EV-A71 and CV-A16 are the most important causative agents of hand, foot, and mouth disease, however, EV-A71 can also cause a diverse range of neurological diseases, including brainstem encephalitis and neurogenic pulmonary edema and is now considered as the primary etiological agent for acute flaccid paralysis [52]. Compared to the previous studies conducted in Cyprus [17,29] there was a significant increase in EV-A71, which was detected in 7 out of the 10 years investigated. The majority of the EV-A71 strains from Cyprus were identified belong to sub-genogroup C1 and C2, with the exception of one C4 strain in 2011. In Spain an outbreak of EV-A71 that was associated with severe neurological disease was observed in 2016 [53]. Most of the isolates had been classified as sub-genogroup C1 that was phylogenetically related to a new recombinant variant strain associated with severe neurological diseases in Germany and France in 2015 and 2016. EV-A71 strains from Cyprus In the Asia-Pacific region and especially China, large outbreaks of HFMD caused by EV-A71 are observed regularly, especially by sub-genogroup C4 strains [9,54,55]. In Europe an increase in the otherwise rarely seen EV-A71 sub-genogroup C4 strain was reported in France and Denmark in 2012 [56,57] and Russia in 2013 [58], but has not been continued afterwards so far.
Conclusions
In conclusion, this study provides a comprehensive picture of enteroviruses circulating in Cyprus over the last decade. A genotype distribution that corresponded closely with observations in other European countries during the same period was observed, which is plausible given the large number of tourists (>2.5 million) that visit the island each year compared to the number of inhabitants (~840,000).

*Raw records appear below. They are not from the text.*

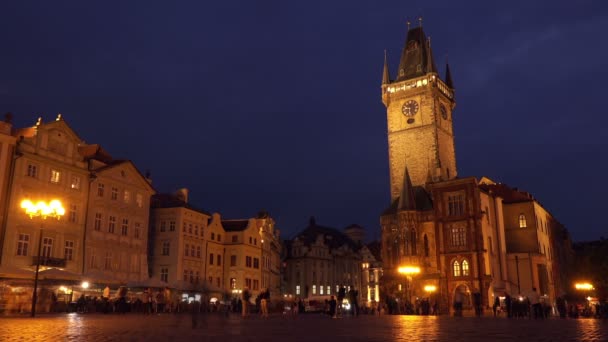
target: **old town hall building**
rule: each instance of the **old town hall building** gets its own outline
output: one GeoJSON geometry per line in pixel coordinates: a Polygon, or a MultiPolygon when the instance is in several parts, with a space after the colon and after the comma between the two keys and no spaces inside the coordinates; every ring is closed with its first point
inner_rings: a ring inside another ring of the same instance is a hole
{"type": "MultiPolygon", "coordinates": [[[[459,177],[449,67],[440,77],[422,27],[408,30],[394,78],[385,58],[391,203],[380,217],[383,296],[420,298],[450,310],[536,287],[553,302],[564,292],[567,231],[530,194],[489,178],[459,177]],[[476,295],[477,294],[477,295],[476,295]]],[[[383,298],[384,299],[384,298],[383,298]]]]}

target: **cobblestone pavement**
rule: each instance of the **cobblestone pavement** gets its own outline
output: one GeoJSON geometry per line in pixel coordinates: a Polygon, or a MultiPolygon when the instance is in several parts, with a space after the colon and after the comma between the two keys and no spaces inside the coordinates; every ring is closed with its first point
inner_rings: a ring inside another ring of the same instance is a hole
{"type": "Polygon", "coordinates": [[[0,318],[0,341],[608,341],[608,321],[492,317],[65,314],[0,318]]]}

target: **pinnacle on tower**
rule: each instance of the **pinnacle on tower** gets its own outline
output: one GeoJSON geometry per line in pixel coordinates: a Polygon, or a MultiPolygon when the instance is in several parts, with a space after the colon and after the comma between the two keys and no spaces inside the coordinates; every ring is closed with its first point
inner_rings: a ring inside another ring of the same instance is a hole
{"type": "Polygon", "coordinates": [[[450,87],[450,89],[454,89],[454,81],[452,81],[452,73],[450,72],[450,64],[445,63],[445,84],[450,87]]]}
{"type": "Polygon", "coordinates": [[[404,81],[433,72],[437,73],[437,67],[433,60],[430,42],[427,40],[422,26],[409,29],[396,81],[404,81]]]}
{"type": "Polygon", "coordinates": [[[386,50],[384,50],[384,70],[382,70],[382,84],[391,83],[391,76],[388,72],[388,60],[386,58],[386,50]]]}

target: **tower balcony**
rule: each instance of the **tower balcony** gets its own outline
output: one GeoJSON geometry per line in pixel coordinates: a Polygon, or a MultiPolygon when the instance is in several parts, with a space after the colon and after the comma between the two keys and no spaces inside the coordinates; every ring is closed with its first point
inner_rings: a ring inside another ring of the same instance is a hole
{"type": "Polygon", "coordinates": [[[65,267],[66,260],[61,258],[51,258],[46,256],[33,256],[32,257],[32,266],[36,266],[40,262],[40,266],[49,266],[49,267],[65,267]]]}

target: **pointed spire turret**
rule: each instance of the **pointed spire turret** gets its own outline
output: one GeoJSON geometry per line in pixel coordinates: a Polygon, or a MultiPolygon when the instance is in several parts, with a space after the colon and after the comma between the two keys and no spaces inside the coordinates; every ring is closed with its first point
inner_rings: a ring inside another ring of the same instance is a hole
{"type": "Polygon", "coordinates": [[[408,80],[433,72],[437,73],[437,67],[433,60],[430,42],[422,30],[422,26],[409,29],[396,81],[408,80]]]}
{"type": "Polygon", "coordinates": [[[388,72],[388,58],[386,57],[386,50],[384,50],[384,70],[382,70],[382,84],[391,83],[391,76],[388,72]]]}
{"type": "Polygon", "coordinates": [[[450,72],[450,64],[445,62],[445,84],[450,87],[450,89],[454,89],[454,81],[452,81],[452,73],[450,72]]]}
{"type": "Polygon", "coordinates": [[[399,198],[399,210],[416,210],[416,198],[414,197],[414,187],[410,179],[410,173],[405,167],[405,176],[403,177],[403,189],[399,198]]]}

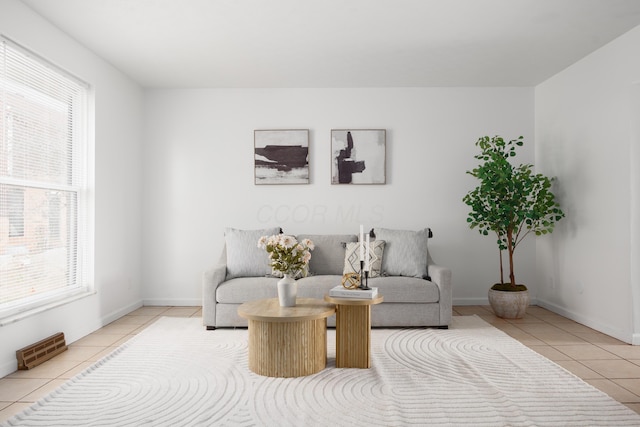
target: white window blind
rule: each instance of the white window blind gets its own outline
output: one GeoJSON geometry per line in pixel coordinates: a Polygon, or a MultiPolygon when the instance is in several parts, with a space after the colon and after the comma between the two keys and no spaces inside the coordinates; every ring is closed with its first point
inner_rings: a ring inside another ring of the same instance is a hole
{"type": "Polygon", "coordinates": [[[0,37],[0,317],[89,286],[86,99],[0,37]]]}

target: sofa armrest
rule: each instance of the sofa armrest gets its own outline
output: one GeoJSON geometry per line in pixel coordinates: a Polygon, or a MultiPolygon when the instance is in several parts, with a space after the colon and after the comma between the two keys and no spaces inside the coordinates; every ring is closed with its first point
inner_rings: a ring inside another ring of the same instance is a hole
{"type": "Polygon", "coordinates": [[[453,310],[453,291],[451,286],[451,269],[438,264],[429,264],[429,276],[440,290],[440,325],[451,325],[453,310]]]}
{"type": "Polygon", "coordinates": [[[216,326],[216,290],[224,282],[227,265],[218,264],[202,274],[202,323],[204,326],[216,326]]]}

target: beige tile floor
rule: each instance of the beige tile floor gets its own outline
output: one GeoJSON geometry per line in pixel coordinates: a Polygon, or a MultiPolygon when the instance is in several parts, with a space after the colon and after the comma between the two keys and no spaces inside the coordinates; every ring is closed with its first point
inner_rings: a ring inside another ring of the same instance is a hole
{"type": "MultiPolygon", "coordinates": [[[[520,320],[497,318],[488,306],[456,306],[477,314],[524,345],[640,413],[640,346],[631,346],[540,307],[520,320]]],[[[0,422],[30,406],[115,350],[160,316],[200,317],[200,307],[142,307],[69,345],[55,358],[0,379],[0,422]]]]}

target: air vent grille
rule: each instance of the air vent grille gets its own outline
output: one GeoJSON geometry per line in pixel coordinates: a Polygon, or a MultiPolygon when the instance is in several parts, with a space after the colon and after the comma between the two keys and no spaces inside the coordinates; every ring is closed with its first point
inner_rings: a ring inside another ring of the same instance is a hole
{"type": "Polygon", "coordinates": [[[46,362],[57,354],[67,349],[64,342],[64,334],[58,332],[48,338],[38,341],[37,343],[28,345],[16,351],[18,359],[18,369],[25,370],[38,366],[46,362]]]}

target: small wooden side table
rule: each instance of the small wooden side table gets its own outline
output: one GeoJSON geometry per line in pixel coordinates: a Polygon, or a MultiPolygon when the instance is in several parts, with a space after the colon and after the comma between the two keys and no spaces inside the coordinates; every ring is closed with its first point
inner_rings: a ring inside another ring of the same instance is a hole
{"type": "Polygon", "coordinates": [[[371,306],[383,299],[324,296],[336,305],[336,368],[371,367],[371,306]]]}
{"type": "Polygon", "coordinates": [[[280,307],[278,298],[246,302],[238,314],[249,320],[249,369],[268,377],[300,377],[327,366],[327,317],[332,304],[298,298],[280,307]]]}

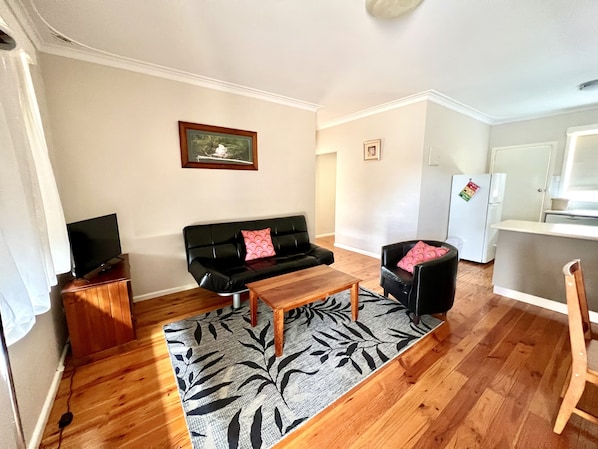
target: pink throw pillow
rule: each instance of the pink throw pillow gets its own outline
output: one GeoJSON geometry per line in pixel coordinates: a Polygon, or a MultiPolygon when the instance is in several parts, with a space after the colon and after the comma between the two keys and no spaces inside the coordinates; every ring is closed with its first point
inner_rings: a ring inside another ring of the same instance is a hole
{"type": "Polygon", "coordinates": [[[259,231],[241,231],[245,241],[245,260],[261,259],[263,257],[275,256],[270,228],[259,231]]]}
{"type": "Polygon", "coordinates": [[[413,273],[413,267],[418,263],[438,259],[446,253],[448,253],[448,248],[430,246],[420,240],[407,254],[405,254],[405,257],[399,260],[397,267],[402,268],[409,273],[413,273]]]}

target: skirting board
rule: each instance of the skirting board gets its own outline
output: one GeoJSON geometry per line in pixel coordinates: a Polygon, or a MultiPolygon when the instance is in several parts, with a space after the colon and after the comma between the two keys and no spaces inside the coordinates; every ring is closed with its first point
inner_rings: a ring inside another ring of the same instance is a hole
{"type": "Polygon", "coordinates": [[[330,237],[331,235],[334,235],[334,232],[329,232],[328,234],[318,234],[316,235],[316,238],[319,239],[321,237],[330,237]]]}
{"type": "MultiPolygon", "coordinates": [[[[64,372],[64,360],[66,359],[68,348],[69,342],[67,341],[62,349],[62,354],[60,355],[60,360],[58,361],[58,366],[56,367],[56,372],[54,373],[54,379],[52,379],[52,384],[50,385],[50,389],[46,395],[46,400],[44,401],[44,405],[40,411],[37,423],[33,429],[31,440],[29,440],[29,445],[27,446],[28,449],[37,449],[42,442],[44,430],[48,424],[50,412],[52,411],[52,406],[54,405],[54,400],[56,399],[56,393],[58,392],[58,387],[60,386],[60,381],[62,380],[62,373],[64,372]]],[[[58,423],[56,423],[56,426],[58,426],[58,423]]]]}
{"type": "MultiPolygon", "coordinates": [[[[553,301],[552,299],[540,298],[539,296],[529,295],[527,293],[510,290],[504,287],[494,286],[492,290],[497,295],[506,296],[507,298],[515,299],[517,301],[532,304],[534,306],[542,307],[543,309],[552,310],[567,315],[567,304],[553,301]]],[[[598,323],[598,313],[590,310],[590,321],[598,323]]]]}
{"type": "Polygon", "coordinates": [[[197,284],[187,284],[187,285],[181,285],[179,287],[172,287],[172,288],[167,288],[165,290],[159,290],[157,292],[145,293],[144,295],[134,296],[133,302],[147,301],[148,299],[157,298],[158,296],[164,296],[164,295],[170,295],[172,293],[184,292],[185,290],[191,290],[191,289],[198,288],[198,287],[199,286],[197,284]]]}
{"type": "Polygon", "coordinates": [[[354,253],[363,254],[364,256],[370,256],[375,259],[380,259],[380,254],[374,254],[374,253],[370,253],[368,251],[364,251],[362,249],[352,248],[350,246],[343,245],[342,243],[335,243],[334,246],[336,246],[337,248],[346,249],[347,251],[352,251],[354,253]]]}

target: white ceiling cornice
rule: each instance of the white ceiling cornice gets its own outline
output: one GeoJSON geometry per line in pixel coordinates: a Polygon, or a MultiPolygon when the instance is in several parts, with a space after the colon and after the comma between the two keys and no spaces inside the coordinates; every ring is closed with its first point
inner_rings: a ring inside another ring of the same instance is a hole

A significant increase in EV-A incidence, namely coxsackievirus A6 and enterovirus A71, was noted. As research and development of HFMD vaccines has so far primarily focused on EV-A71 and CV-A16 vaccines, the emergence of CV-A6 as a major causative agent for HFMD may require a rapid shift towards appropriate intervention strategies.
The Global Disease Detection Operations Center at the CDC in the US included EV-A71 in the top-five global infectious disease threats, due to its potential to cause large outbreaks and severe, life threatening neurologic disease [59]. Continued monitoring and surveillance are therefore crucial to elucidate and recognize enteroviral infections and the changes in EV circulation and epidemic cycles.